遺伝子変異の有無によるOSとPFSの解析では、TP53とCDKN2A、CDKN2Bの変異が転帰と関連していた。TP53変異を有する症例は変異がない症例と比べて、OSが延長する傾向にあり、PFSは有意に延長していた(OS中央値:変異例 未到達 vs 非変異例17.03カ月、p=0.056、PFS中央値:未到達 vs 6.55カ月、p=0.04)。一方、CDKN2A変異を有する症例とCDKN2B変異を有する症例は、それぞれ変異がない症例と比べて、PFSが有意に短かった(PFS中央値:CDKN2A変異例4.38カ月 vs 非変異例 未到達、p=0.047、CDKN2B変異例4.26カ月 vs 非変異例 未到達、p=0.023)。

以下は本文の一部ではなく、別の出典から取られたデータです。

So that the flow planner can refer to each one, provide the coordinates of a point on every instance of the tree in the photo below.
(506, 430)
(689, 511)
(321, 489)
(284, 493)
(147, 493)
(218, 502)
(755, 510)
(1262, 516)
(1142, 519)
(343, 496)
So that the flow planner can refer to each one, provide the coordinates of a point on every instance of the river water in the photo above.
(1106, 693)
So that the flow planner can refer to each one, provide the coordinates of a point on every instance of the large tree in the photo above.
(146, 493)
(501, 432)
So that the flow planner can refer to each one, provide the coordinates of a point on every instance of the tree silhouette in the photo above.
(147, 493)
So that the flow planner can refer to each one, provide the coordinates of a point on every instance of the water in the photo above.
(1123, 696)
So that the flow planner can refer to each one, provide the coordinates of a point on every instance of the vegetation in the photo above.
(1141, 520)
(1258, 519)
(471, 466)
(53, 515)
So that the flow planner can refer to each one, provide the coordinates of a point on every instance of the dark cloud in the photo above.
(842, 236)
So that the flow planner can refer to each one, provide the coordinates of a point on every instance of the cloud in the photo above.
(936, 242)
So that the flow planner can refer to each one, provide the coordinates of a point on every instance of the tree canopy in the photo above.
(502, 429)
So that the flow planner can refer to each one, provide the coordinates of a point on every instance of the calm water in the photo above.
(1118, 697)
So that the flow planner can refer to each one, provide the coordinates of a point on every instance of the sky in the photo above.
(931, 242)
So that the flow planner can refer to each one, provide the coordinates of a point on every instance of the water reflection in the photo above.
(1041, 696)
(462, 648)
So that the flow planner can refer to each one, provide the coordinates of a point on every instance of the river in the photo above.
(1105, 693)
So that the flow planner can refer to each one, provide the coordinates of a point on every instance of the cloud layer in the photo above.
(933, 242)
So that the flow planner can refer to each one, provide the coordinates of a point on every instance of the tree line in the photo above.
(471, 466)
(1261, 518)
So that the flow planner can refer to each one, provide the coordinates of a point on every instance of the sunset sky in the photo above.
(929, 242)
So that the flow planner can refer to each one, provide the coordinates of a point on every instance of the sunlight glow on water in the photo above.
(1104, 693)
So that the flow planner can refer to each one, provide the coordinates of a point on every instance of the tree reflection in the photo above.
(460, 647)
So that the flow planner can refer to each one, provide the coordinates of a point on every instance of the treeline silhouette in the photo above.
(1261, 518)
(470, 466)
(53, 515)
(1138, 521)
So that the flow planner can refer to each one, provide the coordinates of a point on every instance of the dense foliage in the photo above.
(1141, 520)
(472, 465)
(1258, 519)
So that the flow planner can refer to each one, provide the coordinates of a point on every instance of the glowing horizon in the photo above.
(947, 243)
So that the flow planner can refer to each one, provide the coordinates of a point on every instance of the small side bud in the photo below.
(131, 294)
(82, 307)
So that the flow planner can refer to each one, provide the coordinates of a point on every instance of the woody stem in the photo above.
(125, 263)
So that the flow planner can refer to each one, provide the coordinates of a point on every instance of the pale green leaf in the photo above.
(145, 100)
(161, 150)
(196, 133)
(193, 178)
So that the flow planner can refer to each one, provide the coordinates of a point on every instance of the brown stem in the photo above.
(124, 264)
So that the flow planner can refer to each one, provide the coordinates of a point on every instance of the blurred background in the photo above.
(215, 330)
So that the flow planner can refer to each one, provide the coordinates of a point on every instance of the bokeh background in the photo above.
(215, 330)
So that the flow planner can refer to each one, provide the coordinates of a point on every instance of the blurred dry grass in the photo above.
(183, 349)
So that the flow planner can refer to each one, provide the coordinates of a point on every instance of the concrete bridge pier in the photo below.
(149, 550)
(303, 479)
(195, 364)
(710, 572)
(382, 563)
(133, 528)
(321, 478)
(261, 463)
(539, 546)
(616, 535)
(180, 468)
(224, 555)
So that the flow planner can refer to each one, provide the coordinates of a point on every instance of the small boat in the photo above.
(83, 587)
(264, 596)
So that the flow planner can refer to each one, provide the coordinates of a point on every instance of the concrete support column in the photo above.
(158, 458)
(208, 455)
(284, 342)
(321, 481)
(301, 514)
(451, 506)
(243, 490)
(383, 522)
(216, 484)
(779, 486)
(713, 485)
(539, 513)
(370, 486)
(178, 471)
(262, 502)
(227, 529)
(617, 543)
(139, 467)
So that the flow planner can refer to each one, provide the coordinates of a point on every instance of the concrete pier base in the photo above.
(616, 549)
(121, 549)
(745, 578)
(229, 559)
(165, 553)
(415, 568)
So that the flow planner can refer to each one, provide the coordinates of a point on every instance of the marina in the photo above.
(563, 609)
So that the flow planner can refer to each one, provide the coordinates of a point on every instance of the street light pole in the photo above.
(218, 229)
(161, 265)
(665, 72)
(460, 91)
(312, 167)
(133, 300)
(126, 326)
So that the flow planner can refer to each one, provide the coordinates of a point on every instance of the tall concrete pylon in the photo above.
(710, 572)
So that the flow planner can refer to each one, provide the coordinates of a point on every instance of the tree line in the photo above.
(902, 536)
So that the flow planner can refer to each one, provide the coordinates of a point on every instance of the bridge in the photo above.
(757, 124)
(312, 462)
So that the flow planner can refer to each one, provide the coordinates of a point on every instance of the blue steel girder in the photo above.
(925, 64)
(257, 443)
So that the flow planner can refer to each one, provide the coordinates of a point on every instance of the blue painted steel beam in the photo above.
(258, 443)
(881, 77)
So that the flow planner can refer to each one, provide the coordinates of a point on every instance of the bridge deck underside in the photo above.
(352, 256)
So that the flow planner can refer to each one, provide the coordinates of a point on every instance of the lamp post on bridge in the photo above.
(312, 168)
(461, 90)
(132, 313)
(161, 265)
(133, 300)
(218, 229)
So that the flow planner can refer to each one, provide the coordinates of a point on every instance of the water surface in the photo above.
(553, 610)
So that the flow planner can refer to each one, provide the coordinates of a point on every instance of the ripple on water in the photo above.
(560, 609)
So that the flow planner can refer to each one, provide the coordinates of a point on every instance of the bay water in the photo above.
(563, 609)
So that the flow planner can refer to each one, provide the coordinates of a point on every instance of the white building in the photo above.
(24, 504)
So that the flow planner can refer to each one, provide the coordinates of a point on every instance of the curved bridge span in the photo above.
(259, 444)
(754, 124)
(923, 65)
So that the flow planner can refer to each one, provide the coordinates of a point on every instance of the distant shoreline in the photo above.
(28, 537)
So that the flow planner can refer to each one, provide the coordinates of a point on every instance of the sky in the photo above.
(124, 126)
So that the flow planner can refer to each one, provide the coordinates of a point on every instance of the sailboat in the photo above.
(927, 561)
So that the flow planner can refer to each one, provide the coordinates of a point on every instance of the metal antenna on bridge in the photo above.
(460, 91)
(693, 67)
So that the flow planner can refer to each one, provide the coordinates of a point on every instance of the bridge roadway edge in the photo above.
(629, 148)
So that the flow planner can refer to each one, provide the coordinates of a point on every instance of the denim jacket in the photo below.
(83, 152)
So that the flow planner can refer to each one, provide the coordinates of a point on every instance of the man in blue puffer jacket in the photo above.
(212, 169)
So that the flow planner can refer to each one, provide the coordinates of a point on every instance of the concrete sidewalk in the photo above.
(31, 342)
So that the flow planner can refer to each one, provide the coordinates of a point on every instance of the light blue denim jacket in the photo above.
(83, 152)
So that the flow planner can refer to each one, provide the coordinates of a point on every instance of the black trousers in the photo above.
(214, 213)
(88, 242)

TERTpについては、変異の有無によってOS、PFSに差を認めなかった。
アンカー 1
監修 湯浅 健先生のコメント
EV はmUCの標準治療薬となった新規ADCである。今回EV治療のバイオマーカー候補として報告されたがん抑制遺伝子P53は、尿路上皮がんにおいて最もよく認められる遺伝子変異の一つで、がん化、増殖、進行に強く関連しているとされる。一方で、P53遺伝子野生型は、シスプラチン抗がん剤治療耐性に関連し、P53遺伝子変異型の方が抗がん剤治療感受性があると従来より言われてきた。新規ICIおよび新規ADC時代になって、「またここでもP53か」と再確認した。